The newly discovered final novel by seminal Harlem Renaissance writer Claude McKay, a portrayal of life in 1930s Harlem and a historical protest for black freedom.
This debate about the value of communist internationalism over black nationalism is at the core of Amiable With Big Teeth. Written at a time when most scholars thought that black cultural production had come to a grinding halt as a result of the Great Depression (and the consequent dip in arts patronage), Amiable With Big Teeth provides unparalleled insight into this relatively understudied moment in black American history ... As a creative work and a historical document, Amiable With Big Teeth is nothing short of a master key into a world where the intersection of race and global revolutionary politics plays out in the lives of characters who are as dynamic and fully realized as the novel itself. The story offers a front-row seat to the polemics that drove (and stymied) black radical organizing in the 1930s ... for today’s audience, McKay’s last novel should make for fascinating and timely reading as Americans enter an era in which solidarity-building across racial identities and national borders feels more necessary, and perhaps more difficult to achieve, than ever.

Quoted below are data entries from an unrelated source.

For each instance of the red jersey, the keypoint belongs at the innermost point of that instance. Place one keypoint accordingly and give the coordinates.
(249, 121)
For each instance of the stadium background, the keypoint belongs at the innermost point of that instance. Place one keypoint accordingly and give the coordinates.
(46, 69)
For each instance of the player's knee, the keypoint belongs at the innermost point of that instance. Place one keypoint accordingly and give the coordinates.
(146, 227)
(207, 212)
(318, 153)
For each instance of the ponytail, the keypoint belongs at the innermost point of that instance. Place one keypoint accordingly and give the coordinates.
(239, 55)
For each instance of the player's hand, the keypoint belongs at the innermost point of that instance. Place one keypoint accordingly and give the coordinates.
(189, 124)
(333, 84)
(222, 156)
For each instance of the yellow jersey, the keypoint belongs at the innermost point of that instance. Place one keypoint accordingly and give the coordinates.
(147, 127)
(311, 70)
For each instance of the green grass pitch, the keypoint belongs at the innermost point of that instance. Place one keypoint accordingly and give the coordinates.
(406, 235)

Amiable With Big Teeth, lives up to McKay's reputation. The book satirizes life in Harlem during the 1935 Italian invasion of Ethiopia, when 'Aframericans' (the Jamaica-born author's term) rose up in support of Ethiopians. He was taking aim at the white communists who tried to infiltrate pro-Ethiopia groups to win support for their cause, manipulating the 'poor black sheep of Harlem' without caring about their problems. Socialites, intellectuals and hucksters debate the conflict abroad from the parlors and churches of Harlem, while communists picket to 'Make Harlem safe for Soviet Russia.' McKay mocks both sides, but he knows the stakes: 'If a native state can maintain its existence in Africa and hold its head up among the white nations,' one character says, 'it adds to the self-respect of the colored Americans' ... The story could have used tightening, but it's a shame for McKay's contemporaries that it was passed over. For us, it's a lucky treat.

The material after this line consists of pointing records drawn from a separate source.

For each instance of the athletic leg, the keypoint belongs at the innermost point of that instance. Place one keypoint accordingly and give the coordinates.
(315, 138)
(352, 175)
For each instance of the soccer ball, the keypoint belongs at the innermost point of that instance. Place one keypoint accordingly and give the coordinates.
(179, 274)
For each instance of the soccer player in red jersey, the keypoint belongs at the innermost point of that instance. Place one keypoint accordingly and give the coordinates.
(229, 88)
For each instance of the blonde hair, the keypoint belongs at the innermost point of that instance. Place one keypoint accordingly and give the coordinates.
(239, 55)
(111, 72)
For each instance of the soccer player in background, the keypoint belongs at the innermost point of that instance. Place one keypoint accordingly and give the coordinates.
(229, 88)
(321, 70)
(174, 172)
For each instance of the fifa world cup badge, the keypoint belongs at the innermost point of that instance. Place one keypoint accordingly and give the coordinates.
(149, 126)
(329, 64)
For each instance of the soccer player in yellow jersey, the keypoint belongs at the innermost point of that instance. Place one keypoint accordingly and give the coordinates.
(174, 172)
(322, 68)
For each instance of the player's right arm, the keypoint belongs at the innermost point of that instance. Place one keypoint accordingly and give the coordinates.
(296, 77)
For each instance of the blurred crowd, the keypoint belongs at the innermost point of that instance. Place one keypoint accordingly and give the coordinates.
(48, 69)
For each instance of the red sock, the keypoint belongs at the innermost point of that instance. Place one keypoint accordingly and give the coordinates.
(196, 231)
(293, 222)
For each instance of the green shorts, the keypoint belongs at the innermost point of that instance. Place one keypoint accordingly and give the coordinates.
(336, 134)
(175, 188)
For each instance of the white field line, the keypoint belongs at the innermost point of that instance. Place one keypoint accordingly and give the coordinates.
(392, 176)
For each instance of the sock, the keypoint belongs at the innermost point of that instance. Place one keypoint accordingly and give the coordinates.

That doesn’t mean Amiable is a good novel; it’s not. Set in Harlem during the aftermath of Italy’s 1935 invasion of Ethiopia, it’s primarily interesting for sociological rather than aesthetic reasons ... a book with many clunky and protracted political discussions ... Even Maxim’s abstractions go down easier than the novel’s purple prose...McKay is at his best in capturing the appeal of his Popular Front ideology, for reasons having little to do with Maxim himself.